DOMAINE DE RECHERCHE
Astrophysique / Physique corpusculaire et cosmos
INTITULÉ DU SUJET Français English

Caractérisation de systèmes binaires galactiques par ondes gravitationnelles

RÉSUMÉ DU SUJET

En 2016, l’annonce de la première détection directe d’ondes gravitationnelles a ouvert une ère durant laquelle l’univers sera sondé d’une manière inédite. Simultanément, le succès complet de la mission LISA Pathfinder a validé certaines technologies retenues pour le projet LISA (Laser Interferometer Space Antenna). Cet observatoire spatial serait constitué de trois satellites éloignés de 2.5 millions de kilomètres et permettrait la détection directe d’ondes gravitationnelles indétectables par les interféromètres terrestres. Son lancement est prévu par l’ESA pour 2034.

A la différence des observatoires au sol, sensibles à de rares signaux d’ondes gravitationnelles et soumis à un bruit de mesure dominant, un interféromètre spatial sera en permanence alimenté par un grand nombre de signaux distincts et caractérisés théoriquement à divers degrés de précision. Les estimations actuelles des quantités et types de source envisagent entre autres 60 millions de systèmes binaires galactiques émettant de manière continue, 10 à 100 signaux annuels provenant de trous noirs supermassifs, et de 10 à 1000 signaux annuels issus de systèmes binaires avec des rapports de masses très élevés.

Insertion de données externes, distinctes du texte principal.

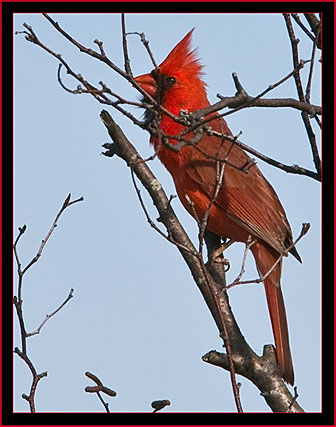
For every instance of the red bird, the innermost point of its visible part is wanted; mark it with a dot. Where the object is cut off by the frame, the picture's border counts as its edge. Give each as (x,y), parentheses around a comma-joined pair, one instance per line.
(246,204)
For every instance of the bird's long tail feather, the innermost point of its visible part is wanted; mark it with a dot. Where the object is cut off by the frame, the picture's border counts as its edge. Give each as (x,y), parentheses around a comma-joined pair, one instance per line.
(276,307)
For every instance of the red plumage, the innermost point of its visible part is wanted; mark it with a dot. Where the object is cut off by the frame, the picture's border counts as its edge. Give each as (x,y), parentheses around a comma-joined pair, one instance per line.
(246,204)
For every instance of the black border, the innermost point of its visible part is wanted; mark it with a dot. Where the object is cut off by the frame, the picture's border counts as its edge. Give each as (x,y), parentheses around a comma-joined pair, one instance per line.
(327,415)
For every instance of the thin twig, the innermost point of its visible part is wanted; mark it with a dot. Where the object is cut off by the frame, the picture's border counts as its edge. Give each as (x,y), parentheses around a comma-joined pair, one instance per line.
(49,316)
(304,230)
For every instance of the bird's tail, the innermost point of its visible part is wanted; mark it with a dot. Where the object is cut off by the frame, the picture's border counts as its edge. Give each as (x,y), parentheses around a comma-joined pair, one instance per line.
(265,259)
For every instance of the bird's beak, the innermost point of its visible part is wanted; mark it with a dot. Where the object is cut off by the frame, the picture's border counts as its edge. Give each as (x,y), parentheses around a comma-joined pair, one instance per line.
(147,82)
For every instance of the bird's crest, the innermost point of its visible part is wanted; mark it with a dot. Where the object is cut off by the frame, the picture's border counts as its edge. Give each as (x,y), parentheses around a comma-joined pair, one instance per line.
(182,59)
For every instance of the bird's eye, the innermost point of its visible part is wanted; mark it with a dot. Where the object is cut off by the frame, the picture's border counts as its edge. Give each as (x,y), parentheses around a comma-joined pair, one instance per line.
(170,81)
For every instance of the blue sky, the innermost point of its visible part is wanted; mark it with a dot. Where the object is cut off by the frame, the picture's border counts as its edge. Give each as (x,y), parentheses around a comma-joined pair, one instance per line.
(137,320)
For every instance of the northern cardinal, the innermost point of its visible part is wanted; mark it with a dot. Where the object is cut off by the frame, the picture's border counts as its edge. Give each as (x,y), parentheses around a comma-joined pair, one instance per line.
(246,204)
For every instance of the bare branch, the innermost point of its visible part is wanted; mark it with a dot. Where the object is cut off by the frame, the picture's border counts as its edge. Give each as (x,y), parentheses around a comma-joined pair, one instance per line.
(49,316)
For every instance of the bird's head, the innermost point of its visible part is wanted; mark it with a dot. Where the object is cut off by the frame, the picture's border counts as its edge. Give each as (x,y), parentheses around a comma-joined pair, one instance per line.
(176,83)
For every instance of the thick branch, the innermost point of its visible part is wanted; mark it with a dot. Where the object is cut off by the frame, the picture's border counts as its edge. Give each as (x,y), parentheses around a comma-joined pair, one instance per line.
(209,280)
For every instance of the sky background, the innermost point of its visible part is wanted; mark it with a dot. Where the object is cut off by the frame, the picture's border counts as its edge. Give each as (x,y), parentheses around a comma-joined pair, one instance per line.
(137,319)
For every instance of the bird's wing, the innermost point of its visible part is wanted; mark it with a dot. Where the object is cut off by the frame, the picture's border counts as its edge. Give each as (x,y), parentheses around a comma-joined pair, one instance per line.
(246,197)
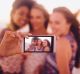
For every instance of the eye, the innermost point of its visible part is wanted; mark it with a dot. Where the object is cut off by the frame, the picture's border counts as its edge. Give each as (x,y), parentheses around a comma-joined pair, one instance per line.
(57,22)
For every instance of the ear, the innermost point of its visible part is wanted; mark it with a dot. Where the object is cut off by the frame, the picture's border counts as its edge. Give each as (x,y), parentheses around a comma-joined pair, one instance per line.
(68,25)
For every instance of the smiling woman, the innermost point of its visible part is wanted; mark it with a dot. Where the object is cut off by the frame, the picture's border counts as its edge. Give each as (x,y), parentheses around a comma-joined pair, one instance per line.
(5,6)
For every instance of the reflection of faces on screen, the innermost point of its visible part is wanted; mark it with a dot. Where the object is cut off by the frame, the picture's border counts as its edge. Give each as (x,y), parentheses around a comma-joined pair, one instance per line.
(38,44)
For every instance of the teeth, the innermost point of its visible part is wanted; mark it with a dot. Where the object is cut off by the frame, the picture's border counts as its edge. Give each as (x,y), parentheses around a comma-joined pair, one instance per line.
(23,22)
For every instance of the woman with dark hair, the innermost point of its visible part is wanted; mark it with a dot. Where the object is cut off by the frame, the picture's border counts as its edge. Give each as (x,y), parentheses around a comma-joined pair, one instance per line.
(38,26)
(46,45)
(19,19)
(38,20)
(65,27)
(77,15)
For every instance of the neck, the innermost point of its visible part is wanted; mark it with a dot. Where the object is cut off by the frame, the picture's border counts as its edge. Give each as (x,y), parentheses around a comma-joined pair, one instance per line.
(41,31)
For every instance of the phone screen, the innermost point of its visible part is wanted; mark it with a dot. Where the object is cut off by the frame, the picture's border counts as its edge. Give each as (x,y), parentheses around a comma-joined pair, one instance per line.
(39,44)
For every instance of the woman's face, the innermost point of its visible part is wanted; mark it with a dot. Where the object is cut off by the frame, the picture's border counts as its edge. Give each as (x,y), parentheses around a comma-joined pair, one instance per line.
(45,43)
(20,16)
(39,42)
(34,42)
(37,19)
(58,23)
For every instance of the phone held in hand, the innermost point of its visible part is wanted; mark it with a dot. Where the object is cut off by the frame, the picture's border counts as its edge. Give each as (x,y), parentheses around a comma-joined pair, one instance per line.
(39,44)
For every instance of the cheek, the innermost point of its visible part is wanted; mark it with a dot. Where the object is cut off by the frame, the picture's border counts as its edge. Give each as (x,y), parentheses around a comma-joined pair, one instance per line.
(15,19)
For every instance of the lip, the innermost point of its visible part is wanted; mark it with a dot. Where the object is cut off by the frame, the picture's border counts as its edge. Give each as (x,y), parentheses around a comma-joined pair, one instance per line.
(23,22)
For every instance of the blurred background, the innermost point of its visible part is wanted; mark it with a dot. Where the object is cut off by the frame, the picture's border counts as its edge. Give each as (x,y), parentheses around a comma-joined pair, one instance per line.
(6,6)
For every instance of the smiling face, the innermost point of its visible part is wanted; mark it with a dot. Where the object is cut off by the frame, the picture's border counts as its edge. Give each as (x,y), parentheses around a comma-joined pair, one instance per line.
(45,43)
(59,24)
(20,16)
(39,42)
(34,42)
(37,19)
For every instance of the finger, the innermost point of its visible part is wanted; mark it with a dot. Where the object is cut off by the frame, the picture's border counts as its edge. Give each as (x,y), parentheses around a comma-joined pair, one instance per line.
(19,36)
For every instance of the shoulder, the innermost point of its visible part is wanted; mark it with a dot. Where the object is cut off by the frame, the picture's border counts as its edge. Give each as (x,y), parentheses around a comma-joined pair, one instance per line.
(2,32)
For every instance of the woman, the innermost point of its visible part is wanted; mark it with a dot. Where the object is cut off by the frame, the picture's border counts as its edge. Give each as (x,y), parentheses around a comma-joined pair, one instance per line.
(65,26)
(38,20)
(77,15)
(46,45)
(39,45)
(38,26)
(19,18)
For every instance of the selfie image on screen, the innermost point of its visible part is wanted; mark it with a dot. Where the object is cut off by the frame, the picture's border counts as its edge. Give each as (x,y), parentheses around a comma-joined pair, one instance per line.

Un des objectifs scientifiques de LISA est l’étude de la formation et de l’évolution des systèmes binaires galactiques : des naines blanches, mais aussi des étoiles à neutrons ou des trous noirs d’origine stellaires. Plusieurs systèmes binaires dits « de vérification » sont déjà identifiés comme sources d’ondes gravitationnelles détectables par LISA, et ce nombre devrait augmenter de manière significative grâce aux mesures collectées par le satellite Gaia et le télescope LSST.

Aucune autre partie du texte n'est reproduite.